Exigimos a revogação da Portaria 93 de 1998 do IBAMA que ao proibir a comercialização de artesanatos com partes de animais repassa para os Povos Indígenas o passivo ambiental da sociedade brasileira. Queremos lembrar ao mundo que as áreas mais preservadas da biodiversidade do Brasil estão nas terras indígenas e que os Povos Indígenas não recebem pelos serviços ambientais que prestam ao país, considerado o número um entre os países com maior diversidade ambiental do planeta, graças à nossa resistência às madeireiras, às mineradoras, às hidrelétricas, às rodovias e ao agronegócio que destroem, desmatam, contaminam e desertificam para concentrar muitas riquezas nas mãos de poucos em nome de um crescimento acelerado e insustentável.

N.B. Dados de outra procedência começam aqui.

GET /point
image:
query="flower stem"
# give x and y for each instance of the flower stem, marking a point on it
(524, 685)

Denunciamos a legalização da biopirataria dos nossos conhecimentos tradicionais, inovações e práticas pela Lei 13.123 de 2015 que trata do Acesso à Biodiversidade, aos Recursos Genéticos e Conhecimentos Tradicionais. O Executivo e o Congresso Nacional trataram o nossos conhecimentos como “coisas de ninguém” pois nós, Povos Indígenas somos donos, proprietários de saberes e fazeres cobiçados por seu valor econômico, mas não fomos consultados para que nossos conhecimentos fossem negociados com as indústrias por percentuais com os quais não concordamos. O Brasil é signatário da Convenção 169 da OIT que determina que devemos ser consultados antes da criação de leis que nos afetem. A Declaração das Nações Unidas sobre os Direitos dos Povos Indígenas, também assinada pelo Brasil estabelece que os países não podem reduzir os direito já reconhecidos aos Povos Indígenas em sua legislação nacional como ocorreu com a Lei 13123 de 2015.

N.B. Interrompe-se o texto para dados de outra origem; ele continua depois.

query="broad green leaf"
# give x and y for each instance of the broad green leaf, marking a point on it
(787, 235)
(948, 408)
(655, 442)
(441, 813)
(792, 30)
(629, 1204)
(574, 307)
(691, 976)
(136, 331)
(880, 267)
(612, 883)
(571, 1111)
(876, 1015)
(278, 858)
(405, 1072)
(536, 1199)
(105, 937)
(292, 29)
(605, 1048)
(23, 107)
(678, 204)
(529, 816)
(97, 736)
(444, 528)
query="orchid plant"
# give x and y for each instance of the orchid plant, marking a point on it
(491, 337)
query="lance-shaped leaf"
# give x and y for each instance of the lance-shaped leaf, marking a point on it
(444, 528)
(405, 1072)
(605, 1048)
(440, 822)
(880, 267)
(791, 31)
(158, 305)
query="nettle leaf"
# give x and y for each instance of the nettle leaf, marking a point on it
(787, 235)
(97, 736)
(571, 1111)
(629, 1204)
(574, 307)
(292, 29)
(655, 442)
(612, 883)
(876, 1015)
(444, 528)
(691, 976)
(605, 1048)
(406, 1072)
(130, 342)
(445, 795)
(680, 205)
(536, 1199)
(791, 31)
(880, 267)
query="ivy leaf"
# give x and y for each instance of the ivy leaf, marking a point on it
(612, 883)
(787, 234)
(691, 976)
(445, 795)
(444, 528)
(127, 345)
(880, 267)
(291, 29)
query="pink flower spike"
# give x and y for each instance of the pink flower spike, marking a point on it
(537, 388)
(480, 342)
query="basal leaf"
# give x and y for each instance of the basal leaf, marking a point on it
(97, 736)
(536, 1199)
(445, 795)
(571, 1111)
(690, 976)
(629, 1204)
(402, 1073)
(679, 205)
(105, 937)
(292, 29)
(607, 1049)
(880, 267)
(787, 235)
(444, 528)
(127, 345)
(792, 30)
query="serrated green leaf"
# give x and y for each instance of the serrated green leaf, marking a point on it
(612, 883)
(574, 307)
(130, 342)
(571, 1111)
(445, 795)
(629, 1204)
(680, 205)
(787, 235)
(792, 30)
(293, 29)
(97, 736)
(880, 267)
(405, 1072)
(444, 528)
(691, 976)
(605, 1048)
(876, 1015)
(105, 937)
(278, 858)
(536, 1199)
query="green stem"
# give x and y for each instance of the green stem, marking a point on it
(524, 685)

Por que o Poder Legislativo não incluiu os Povos Indígenas na lei que reserva vagas para negros em concursos públicos? Por que continuamos invisibilizados? É tempo de que o Brasil comece a amortizar a dívida histórica que possui para com os Povos Indígenas, que não pode ser paga, pois se trata de crimes de lesa humanidade sem precedentes na História da humanidade.
Os Povos Indígenas tem capacidade para ocupar espaços estratégicos em todos os setores e em todos os níveis das esferas municipal, estadual e federal: não precisamos de tutores ou porta-vozes! Só com o nosso protagonismo será possível elaborar e implementar políticas públicas de saúde, educação, cultura, esporte, lazer, gênero e sustentabilidade que sejam adequadas à nossa diversidade cultural e linguística.

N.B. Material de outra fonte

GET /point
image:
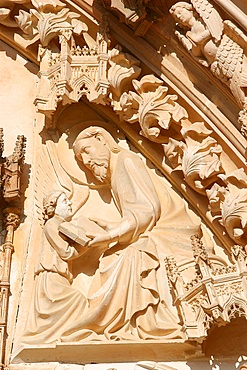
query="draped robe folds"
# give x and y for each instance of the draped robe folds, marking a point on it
(129, 297)
(55, 303)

A Comunidade Internacional deve saber que o Brasil não honra os tratados internacionais que assina, especialmente os instrumentos internacionais que reconhecem direitos humanos às minorias como nós, Povos Indígenas.
Nós, os 305 Povos Indígenas no Brasil, que possui 63 Grupos Isolados, falantes de 274 Línguas solicitamos a solidariedade dos movimentos presentes no Fórum Social Mundial Temático: Acreditamos que um outro mundo é possível e queremos um mundo e um futuro melhor para as gerações depois de nós! Lutamos pela nossa sobrevivência física e cultural; Exigimos respeito aos nossos saberes e expressões culturais tradicionais; Defendemos direitos territoriais reconhecidos constitucionalmente: que a Constituição seja cumprida e que nossos Povos possam ter de volta a dignidade que nos foi tirada! Queremos justiça social, respeito à diversidade cultural e o reconhecimento de que somos cidadãos brasileiros: iguais e com direito a ser diferentes!
Porto Alegre, 19 a 23 de janeiro de 2016.